CSM are Adeptus Astartes.... and I don't see anyone arguing for them.


----------



## D-A-C (Sep 21, 2010)

Tim/Steve said:


> CSM are Adeptus Astartes.... and I don't see anyone arguing for them.


You do now ... Chaos Marines should get it too!!! We should be able to scavage and use anything used by the loyalists.

Plus I should be able to use it for Codex Daemons as Daemons love to possess vehicles.

Plus the Orks should have one, as they can scavage thing as well, and make it work with their 'Peter Pan Magic Make Believe'.

The Tau should also be able to get one, just because it would be in the interest of the Greater Good.
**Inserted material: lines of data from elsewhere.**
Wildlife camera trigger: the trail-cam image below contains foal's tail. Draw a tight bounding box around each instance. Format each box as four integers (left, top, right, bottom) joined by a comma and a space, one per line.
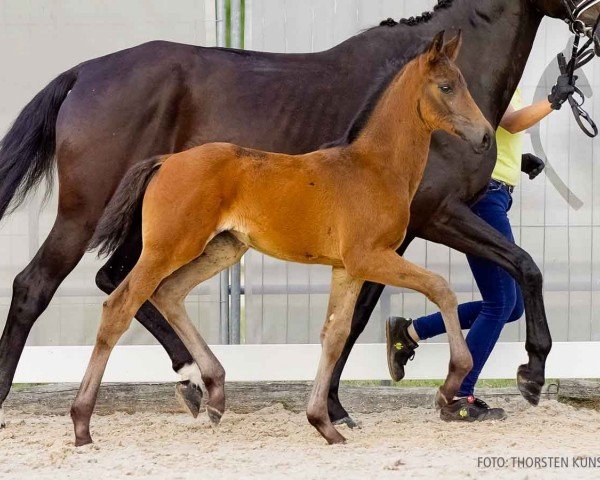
89, 155, 166, 257
0, 68, 79, 221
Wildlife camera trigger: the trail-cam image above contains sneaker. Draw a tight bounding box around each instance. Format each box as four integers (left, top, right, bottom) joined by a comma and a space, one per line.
439, 396, 507, 422
385, 316, 418, 381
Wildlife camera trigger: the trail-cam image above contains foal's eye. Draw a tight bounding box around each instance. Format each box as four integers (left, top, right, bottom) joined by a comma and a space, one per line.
439, 84, 453, 94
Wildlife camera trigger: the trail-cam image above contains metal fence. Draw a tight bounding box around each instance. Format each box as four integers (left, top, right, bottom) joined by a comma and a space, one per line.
1, 0, 600, 349
0, 0, 223, 346
242, 0, 600, 345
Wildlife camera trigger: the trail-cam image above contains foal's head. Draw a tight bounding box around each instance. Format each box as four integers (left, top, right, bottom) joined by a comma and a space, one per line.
415, 31, 494, 154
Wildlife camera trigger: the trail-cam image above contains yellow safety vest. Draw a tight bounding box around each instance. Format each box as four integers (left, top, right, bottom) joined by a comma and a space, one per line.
492, 89, 523, 187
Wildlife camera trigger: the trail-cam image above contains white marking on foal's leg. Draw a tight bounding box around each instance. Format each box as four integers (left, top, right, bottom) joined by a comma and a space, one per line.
178, 363, 203, 387
0, 406, 5, 428
176, 363, 204, 419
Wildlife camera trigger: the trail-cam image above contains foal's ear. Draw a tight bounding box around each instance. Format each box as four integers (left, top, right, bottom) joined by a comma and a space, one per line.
426, 30, 445, 63
443, 30, 463, 62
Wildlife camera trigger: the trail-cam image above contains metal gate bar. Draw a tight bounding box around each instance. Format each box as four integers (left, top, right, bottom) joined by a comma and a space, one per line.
217, 0, 244, 345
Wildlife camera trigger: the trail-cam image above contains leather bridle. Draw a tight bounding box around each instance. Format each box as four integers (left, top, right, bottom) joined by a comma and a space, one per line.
563, 0, 600, 35
558, 0, 600, 136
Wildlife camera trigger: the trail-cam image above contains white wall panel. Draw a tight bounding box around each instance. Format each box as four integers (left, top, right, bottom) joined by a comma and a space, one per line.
0, 0, 218, 347
2, 1, 599, 348
244, 0, 600, 344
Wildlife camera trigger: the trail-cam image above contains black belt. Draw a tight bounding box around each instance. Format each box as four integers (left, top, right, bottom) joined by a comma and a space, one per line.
490, 179, 515, 194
Plus both the Eldars are so far advanced in comparison with the Imperium that it would be like learning to drive a kiddies bike for them.

The Tyranids should also get one, because did you see Aliens? That queen is one clever b*tch, so by default, the Hive Mind should be waaayyyy better.
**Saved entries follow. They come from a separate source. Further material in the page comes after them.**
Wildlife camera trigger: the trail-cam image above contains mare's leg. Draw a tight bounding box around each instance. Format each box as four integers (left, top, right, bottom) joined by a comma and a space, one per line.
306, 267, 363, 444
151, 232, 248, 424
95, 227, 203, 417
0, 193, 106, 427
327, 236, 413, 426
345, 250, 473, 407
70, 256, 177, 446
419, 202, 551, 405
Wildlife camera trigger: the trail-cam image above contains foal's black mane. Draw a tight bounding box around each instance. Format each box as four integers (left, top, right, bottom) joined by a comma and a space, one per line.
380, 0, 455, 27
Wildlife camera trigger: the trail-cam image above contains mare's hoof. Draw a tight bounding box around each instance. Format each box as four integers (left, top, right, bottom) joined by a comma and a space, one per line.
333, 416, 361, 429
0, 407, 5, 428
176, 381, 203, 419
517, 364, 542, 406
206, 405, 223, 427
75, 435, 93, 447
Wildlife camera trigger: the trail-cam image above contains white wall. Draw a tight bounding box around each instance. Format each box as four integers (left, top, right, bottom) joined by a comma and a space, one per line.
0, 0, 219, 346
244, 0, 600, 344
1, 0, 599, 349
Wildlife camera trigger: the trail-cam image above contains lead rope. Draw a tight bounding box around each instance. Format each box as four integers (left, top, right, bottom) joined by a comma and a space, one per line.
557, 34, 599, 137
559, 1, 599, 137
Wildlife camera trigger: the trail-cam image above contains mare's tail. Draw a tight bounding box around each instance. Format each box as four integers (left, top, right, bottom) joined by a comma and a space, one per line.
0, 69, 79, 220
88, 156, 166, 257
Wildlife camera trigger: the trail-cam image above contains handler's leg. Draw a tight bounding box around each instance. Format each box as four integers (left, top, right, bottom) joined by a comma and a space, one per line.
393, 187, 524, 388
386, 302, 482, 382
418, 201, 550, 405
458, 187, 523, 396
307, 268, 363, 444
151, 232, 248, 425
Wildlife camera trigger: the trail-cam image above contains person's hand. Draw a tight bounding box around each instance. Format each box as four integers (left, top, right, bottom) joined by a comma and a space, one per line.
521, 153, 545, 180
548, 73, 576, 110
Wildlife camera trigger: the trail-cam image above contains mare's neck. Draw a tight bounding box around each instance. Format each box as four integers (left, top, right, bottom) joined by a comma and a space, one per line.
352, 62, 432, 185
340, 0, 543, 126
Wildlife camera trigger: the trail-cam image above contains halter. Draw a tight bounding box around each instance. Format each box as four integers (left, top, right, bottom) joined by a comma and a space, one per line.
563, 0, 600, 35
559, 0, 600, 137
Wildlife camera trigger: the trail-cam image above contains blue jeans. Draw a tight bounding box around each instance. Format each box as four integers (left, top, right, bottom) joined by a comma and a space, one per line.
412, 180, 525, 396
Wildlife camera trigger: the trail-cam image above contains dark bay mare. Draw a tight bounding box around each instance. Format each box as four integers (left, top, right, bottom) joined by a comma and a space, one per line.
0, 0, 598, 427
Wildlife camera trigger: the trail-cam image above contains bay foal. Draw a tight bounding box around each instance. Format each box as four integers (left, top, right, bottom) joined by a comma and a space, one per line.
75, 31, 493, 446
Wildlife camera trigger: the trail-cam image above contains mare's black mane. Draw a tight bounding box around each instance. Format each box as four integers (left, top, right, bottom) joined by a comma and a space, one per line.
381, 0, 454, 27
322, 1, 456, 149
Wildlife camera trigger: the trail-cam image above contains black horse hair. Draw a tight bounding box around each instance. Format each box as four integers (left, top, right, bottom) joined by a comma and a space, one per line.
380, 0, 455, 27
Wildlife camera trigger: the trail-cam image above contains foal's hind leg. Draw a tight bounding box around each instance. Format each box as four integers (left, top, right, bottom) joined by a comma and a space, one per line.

The Necrons should get in on the action as well, because they are super douper robot thingy's and they should be able to plug themselves into once they wake up.

The Imperial Guard, Inquisition, and Sisters of Battle should be able to get one because they are humans too, and, well, they want the new shiny toy as well.

The Grey Knights should get one because Draigo can fly anything!!!!!

The Empire should get one because they have steam tanks, so I'm sure they could figure out how to work it.

The Skaven are smart rats and have been stowing away on these things for years, watching, waiting, learning all the buttons, so they can get one too.


I think you get the idea.


----------



## TheReverend (Dec 2, 2007)

The manager at my local GW store is saying all space marines can take them... not that I want one in my Space Wolves army, but still, he said I could have one...


----------



## Tim/Steve (Jan 25, 2009)

WHAT!?! A GW manager is saying that you could use a model in your army if you spent the money in his shop to buy it.... I just don't believe it, it sounds so unlikely.


----------



## TheReverend (Dec 2, 2007)

Tim/Steve said:


> WHAT!?! A GW manager is saying that you could use a model in your army if you spent the money in his shop to buy it.... I just don't believe it, it sounds so unlikely.


haha, yeah, I know exactly why he was saying it... I might have a base with a Storm Talon diarama on it where my Space Wolves carving one up and killing the ultrasmerf inside and use that as a 'counts as'...


----------